ネット業界の初夢は目覚めの悪いものだった。2010年の業界を席巻した共同購入クーポンサイトの最大手グルーポン・ジャパンに、お節料理の購入者から苦情が殺到し、岡崎トミ子消費者行政担当相が「実際にそうであれば景品表示法違反」と発言する騒動となったのだ。

昨年11月末、グルーポンは2万1千円相当の「謹製おせち」を半額で約500セット販売した。だが、届いた商品が見本と品数も見た目もあまりに異なるとのクレームが続出。極めて杜撰な運営実態が露呈した。製造・販売元である外食文化研究所の水口憲治代表は辞任を表明。グルーポンは購入者に全額の返金とお詫び商品を送ることで事態の収拾を図ったものの、共同購入クーポンに対する不信は一気に広がった。

問題の核心は「出来ないものを無理に行った」と釈明する外食文化研究所の間抜けさよりも、急成長する市場でシェアを伸ばそうと躍起のグルーポンのビジネスモデルにある。

米グルーポンは昨年12月に米グーグルによる60億ドルの買収提案を“蹴った”ことで日本でも評判になった。共同購入クーポンは、期間内に決められた成立枚数に達した場合だけクーポンを販売する仕組み。国内市場の昨年11月の推定総売上高は14億7千万円。サービスが本格化した昨年4月以降、市場規模は倍々ゲームで拡大している(ルクサ調べ)。

ベンチャー企業が雨後の筍のように類似サイトを立ち上げ、総数は今や150を超えた。ネット業界関係者は「参入障壁が低く、すでにレッドオーシャン(血で血を洗う乱戦図)。生き残るには急拡大していくしかない」と言う。グルーポンの野田臣吾執行役員は、昨年12月に「社員は600人を超えた。毎週50~60人の社員が新しく入ってくる」と誇らしげに語っているが、にわか仕込みの営業部隊が無理な営業をしているのではないかとの見方も多い。

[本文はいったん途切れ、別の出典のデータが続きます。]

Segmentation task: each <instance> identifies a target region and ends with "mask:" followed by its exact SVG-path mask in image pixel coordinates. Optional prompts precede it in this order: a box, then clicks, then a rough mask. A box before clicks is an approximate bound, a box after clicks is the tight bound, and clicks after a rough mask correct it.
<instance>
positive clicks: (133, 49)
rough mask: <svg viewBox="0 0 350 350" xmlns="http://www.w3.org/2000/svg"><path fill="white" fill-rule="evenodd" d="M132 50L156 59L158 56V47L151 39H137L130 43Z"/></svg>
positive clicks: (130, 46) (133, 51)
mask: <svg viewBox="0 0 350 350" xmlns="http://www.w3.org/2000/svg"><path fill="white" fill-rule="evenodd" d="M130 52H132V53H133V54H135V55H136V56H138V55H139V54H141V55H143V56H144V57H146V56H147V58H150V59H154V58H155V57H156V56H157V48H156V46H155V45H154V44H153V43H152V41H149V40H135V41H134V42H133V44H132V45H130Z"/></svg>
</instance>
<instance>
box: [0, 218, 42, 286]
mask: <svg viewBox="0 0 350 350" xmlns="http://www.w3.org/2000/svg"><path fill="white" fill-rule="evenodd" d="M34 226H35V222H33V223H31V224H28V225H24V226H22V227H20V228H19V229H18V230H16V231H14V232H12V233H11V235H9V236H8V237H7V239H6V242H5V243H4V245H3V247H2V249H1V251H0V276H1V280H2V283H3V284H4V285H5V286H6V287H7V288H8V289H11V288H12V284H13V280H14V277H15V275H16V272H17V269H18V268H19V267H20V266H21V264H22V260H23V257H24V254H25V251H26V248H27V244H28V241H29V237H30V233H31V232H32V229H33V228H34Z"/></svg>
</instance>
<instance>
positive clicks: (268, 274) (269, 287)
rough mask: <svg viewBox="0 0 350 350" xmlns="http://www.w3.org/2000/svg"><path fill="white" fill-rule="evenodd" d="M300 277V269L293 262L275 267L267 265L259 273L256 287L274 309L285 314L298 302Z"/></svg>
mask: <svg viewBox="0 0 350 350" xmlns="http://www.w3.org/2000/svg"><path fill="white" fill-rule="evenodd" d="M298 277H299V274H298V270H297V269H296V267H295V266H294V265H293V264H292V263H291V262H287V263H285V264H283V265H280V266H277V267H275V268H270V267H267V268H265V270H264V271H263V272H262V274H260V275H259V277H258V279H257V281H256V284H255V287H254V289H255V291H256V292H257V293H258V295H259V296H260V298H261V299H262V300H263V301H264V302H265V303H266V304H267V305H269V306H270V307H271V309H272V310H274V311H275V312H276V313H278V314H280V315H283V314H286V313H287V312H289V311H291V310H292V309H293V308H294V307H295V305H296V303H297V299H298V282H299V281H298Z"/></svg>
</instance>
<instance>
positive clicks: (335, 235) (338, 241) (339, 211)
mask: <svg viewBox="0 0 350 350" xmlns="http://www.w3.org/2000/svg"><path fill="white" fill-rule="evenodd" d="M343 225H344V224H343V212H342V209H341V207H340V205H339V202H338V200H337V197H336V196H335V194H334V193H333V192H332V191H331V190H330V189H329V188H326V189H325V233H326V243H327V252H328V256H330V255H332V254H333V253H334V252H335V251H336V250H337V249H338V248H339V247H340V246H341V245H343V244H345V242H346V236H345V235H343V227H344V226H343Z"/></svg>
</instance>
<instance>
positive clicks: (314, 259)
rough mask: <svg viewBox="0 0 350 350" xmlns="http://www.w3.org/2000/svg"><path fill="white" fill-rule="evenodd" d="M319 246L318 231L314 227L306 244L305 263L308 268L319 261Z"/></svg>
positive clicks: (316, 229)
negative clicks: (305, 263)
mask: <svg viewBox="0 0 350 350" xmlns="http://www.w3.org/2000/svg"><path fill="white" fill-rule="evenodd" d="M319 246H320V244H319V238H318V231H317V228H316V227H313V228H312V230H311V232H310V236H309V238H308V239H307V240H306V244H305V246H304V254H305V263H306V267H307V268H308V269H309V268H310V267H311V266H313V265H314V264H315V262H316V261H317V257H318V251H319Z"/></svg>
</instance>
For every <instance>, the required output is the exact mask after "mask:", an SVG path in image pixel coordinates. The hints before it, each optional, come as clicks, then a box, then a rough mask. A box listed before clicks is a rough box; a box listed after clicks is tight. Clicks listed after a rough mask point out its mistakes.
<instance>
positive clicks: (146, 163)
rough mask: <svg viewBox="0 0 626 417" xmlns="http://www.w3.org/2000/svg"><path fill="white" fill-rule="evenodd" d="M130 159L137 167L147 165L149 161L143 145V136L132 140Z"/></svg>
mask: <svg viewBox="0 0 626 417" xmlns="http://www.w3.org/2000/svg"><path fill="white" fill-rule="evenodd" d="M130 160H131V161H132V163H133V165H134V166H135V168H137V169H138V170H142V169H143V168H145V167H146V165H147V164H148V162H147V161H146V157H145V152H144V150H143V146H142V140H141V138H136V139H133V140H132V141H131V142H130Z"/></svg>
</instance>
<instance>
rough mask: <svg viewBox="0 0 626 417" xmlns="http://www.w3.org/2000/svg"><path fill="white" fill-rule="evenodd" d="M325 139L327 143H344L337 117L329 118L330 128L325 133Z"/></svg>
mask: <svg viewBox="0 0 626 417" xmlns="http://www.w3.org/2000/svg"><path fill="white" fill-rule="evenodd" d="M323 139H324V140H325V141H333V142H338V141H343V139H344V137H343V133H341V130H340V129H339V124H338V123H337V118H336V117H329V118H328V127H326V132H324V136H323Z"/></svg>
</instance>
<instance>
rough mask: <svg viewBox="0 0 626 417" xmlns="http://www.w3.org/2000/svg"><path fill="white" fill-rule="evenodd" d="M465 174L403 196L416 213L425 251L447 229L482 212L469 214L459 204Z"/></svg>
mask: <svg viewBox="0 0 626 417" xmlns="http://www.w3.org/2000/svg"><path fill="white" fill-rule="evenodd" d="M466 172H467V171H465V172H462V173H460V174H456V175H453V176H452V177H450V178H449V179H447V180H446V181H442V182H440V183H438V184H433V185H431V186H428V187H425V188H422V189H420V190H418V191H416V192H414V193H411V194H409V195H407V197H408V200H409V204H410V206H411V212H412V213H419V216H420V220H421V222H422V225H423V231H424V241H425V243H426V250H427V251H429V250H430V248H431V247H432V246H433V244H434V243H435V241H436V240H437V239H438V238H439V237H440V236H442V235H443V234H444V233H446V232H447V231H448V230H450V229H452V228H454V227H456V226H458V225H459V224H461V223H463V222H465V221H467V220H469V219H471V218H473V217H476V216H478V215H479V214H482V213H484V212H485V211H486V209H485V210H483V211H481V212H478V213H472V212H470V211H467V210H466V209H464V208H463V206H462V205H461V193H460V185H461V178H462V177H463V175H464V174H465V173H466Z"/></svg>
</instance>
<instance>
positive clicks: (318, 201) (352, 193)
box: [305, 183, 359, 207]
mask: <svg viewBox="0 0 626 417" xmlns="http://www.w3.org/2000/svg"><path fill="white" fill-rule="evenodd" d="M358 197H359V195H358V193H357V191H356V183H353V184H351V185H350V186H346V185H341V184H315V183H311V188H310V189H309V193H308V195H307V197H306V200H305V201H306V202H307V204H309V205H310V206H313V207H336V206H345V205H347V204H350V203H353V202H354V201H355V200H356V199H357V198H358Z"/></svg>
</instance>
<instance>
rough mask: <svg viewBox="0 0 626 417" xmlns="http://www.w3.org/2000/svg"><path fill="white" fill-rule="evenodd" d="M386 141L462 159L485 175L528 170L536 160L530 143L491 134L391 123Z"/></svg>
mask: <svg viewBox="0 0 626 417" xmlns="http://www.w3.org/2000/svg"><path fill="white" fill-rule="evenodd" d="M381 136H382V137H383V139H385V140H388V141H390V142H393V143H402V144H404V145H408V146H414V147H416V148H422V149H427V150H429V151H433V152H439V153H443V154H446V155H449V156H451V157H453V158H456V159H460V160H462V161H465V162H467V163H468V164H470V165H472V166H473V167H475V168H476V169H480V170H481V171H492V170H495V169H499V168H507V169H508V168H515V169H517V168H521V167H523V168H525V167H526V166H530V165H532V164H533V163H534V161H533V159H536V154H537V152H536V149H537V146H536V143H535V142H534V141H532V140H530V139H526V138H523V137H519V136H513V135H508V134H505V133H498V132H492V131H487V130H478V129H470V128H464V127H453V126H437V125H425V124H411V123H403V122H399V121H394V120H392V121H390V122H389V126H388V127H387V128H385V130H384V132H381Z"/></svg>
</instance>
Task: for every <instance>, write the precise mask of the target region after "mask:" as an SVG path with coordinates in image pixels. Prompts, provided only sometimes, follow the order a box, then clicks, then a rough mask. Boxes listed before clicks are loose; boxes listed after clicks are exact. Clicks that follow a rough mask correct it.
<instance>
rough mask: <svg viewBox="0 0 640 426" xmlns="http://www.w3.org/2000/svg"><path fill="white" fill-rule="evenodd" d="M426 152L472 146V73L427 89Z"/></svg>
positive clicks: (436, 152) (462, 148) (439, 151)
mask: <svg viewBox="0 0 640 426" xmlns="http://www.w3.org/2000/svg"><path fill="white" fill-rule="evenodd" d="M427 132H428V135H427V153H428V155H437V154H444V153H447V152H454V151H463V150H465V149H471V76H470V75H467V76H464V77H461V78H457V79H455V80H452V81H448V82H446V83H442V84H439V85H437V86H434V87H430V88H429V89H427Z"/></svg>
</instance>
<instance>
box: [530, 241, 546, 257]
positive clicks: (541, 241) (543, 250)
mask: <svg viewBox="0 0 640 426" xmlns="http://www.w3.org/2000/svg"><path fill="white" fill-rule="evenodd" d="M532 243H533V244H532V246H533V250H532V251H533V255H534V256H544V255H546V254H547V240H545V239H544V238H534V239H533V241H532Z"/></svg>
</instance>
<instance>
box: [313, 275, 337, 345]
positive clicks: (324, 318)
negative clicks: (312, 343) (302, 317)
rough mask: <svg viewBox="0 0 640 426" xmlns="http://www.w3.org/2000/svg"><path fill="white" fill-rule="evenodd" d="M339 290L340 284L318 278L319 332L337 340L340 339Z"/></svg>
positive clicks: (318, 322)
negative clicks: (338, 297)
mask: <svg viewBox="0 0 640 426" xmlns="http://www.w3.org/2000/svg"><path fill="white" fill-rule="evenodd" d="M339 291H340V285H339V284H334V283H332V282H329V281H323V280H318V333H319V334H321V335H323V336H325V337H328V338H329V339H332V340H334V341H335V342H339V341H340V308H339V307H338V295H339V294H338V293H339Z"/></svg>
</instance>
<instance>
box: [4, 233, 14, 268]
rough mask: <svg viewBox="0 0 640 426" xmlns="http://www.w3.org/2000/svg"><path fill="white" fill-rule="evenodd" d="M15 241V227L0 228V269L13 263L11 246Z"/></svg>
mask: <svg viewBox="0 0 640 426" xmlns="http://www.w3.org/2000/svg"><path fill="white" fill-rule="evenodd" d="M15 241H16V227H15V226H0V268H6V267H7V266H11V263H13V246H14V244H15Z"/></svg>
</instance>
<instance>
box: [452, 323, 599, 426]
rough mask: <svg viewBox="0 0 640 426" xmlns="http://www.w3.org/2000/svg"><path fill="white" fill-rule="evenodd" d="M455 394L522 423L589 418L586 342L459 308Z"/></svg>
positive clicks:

グルーポン・ジャパンは、もともとパクレゼルヴと独立系VCのインフィニティ・ベンチャーズLLPが出資して立ち上げたクーポッドを米グルーポンが買収して社名変更したものだ。そのパクレゼルヴは、経営陣にあの光通信の出身者が名を連ねている。ネットバブル当時に大量採用と強引な営業手法で世間を賑わせた光通信の姿を想起させ、政府内でも「メンツが悪い」「景品表示法違反のど真ん中ゾーン」と手加減せず消費者庁に取り締まらせる構えだ。

グルーポンに掲載実績のある美容関係者は「確認なく販売枚数を勝手に上乗せされた」と証言する。この美容施設は対応できる1日当たりの顧客数に限りがあり、販売直後から顧客対応に追われたという。店舗や施設側のキャパシティーを超えた販売に踏み切るグルーポンの体質にも非があることは間違いなさそうだ。

さらに輪をかけて強引なのが米グルーポンである。昨年12月、日本法人を管轄する欧州のトップが来日した際には、主要なメディアに対して広告出稿を直接取引にしたいと通達し、電通を怒らせた。すでに取引のあるネット広告代理店に対しても、大量の広告出稿と引き換えにマージンをゼロにすることを要求している模様だ。現在、グルーポンの広告出稿量は月間20億円近いとみられ、各社は頭を悩ませているという。ネット広告関係者は「マージンがゼロでも、大量の出稿があれば媒体社からのキックバックが入るので、そのほうが旨みがある」と言う。

実はグーグルの買収断念は、グルーポンの成長性や運営内容に疑問を抱いたからだと言われる。豊富な資金を武器に、強気な攻勢をかけるグルーポンだが、不祥事が続けばメッキが剥げる可能性がある。